State v. J.C., 2024AP17, 7/30/24, District 1 (one-judge decision; ineligible for publication); case activity
“Jacob” appealed from an order granting the state’s waiver petition on charges of first-degree reckless injury, first-degree recklessly endangering safety, and possession of a dangerous weapon. The COA affirms.
The delinquency petition alleged that Jacob was hanging out with friends when a group of “opps” (which the state explained means “a member of an opposing gang or group.”). (¶3). Jacob waived a gun at them and fired shots when they drove away, hitting the driver in the back of the head. (¶3). The driver lost control of the car and crashed, but survived. (¶3). In its waiver petition, the state argued that Jacob’s actions were “so reckless, dangerous and stupid” that he could not be allowed back into the community at the time that he would have to be released from custody in the juvenile system. (¶4). Jacob was to turn 18 in July 2024. (¶4).
The Department of Youth and Family Services’ waiver study recommended that Jacob be kept in the juvenile court system, and Jacob’s expert psychologist opined that his treatment needs could be addressed in the juvenile system. (¶5). Jacob’s human service worker (HSW), his mother, and his evaluating psychologist testified at the waiver hearing. (¶6).
During her testimony, the HSW “was made aware” that her recommendation could not be carried out, as Jacob’s offenses were not eligible for the serious juvenile offender (SJO) program, and that enrollment in the Milwaukee County Accountability Program (MCAP) was the “most significant penalty” available for Jacob’s case in the juvenile court system. (¶7). The psychologist testified about the services and supervision Jacob could have in the juvenile system. (¶8).
The circuit court found that the amount of time Jacob had left in the juvenile system was not a sufficient period of time for supervision, making the juvenile court system inadequate for Jacob’s case. The court therefore found that the state had met its burden to prove by clear and convincing evidence that waiver was appropriate. (¶10).

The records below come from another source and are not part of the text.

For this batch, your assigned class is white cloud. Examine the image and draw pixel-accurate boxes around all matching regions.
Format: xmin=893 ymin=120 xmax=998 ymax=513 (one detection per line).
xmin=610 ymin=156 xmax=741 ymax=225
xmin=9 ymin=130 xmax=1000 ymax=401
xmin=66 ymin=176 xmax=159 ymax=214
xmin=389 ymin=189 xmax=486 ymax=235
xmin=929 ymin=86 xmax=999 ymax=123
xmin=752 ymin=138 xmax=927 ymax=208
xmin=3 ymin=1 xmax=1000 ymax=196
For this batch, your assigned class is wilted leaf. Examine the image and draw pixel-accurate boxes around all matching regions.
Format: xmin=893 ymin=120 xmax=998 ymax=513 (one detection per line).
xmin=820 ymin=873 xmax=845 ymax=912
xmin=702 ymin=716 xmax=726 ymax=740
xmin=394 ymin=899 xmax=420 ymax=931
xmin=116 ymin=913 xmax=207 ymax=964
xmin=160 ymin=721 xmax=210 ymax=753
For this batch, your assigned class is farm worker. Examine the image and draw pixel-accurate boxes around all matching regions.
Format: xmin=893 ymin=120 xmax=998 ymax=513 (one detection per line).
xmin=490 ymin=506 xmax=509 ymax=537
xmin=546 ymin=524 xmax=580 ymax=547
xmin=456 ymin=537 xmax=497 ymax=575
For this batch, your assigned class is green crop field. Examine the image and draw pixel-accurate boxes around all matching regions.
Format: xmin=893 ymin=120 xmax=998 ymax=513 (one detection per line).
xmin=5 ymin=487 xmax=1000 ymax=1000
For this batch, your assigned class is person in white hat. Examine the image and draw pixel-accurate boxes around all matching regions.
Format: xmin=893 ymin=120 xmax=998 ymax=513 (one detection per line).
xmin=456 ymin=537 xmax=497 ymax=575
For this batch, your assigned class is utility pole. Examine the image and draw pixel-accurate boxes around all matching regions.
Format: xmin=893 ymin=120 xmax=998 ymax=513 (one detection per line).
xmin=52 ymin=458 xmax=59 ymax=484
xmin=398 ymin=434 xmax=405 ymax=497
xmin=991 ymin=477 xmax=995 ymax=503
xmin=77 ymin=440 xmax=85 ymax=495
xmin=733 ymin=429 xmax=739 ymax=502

Jacob argues on appeal that the juvenile court erroneously exercised its discretion because it mistakenly believed that waiver of the juvenile court’s jurisdiction was necessary because services would end upon Jacob’s 18th birthday. Waiver of the juvenile court’s jurisdiction is governed by Wis. Stat. § 938.18. “A juvenile court erroneously exercises its discretion if it fails to carefully delineate the relevant facts or reasons motivating its decision or if it renders a decision not reasonably supported by the facts of record.” State v. Tyler T., 2012 WI 52, ¶24, 341 Wis. 2d 1, 814 N.W.2d 192. Appellate courts “look for reasons to sustain the court’s decision.” Id. (¶13). To waive jurisdiction the juvenile court must consider five factors and must find that there is “clear and convincing evidence that it is contrary to the best interests of the juvenile or of the public to hear the case.” Wis. Stat. § 938.18(6).
The COA reasons that although there are orders available in the juvenile court system that could extend past a juvenile’s eighteenth birthday and that these orders could apply in Jacob’s case, such orders would not involve custody and were presented to the circuit court at the waiver hearing. Given the court’s comments, the COA concludes that the court rejected out-of-custody orders and rejected them, and ultimately considered its lack of ability to keep Jacob in custody inadequate in light of the nature of the allegations and the need to protect the public. (¶¶17-20).
The court also considers Jacob’s reliance on State v. M.C., No. 2021AP301, unpublished slip op. (WI App Aug. 11, 2021) and concludes that it is misplaced. Unlike M.C., here there is no dispute that the SJO program is inapplicable to Jacob’s case, and there is no way for the juvenile system to reach Jacob after his eighteenth birthday by way of the SJO program or other in-custody placement, as was the case in M.C. (¶24).
**ASPD Christopher August is a contributor to this blog. He did not participate in the posting or editing of this entry.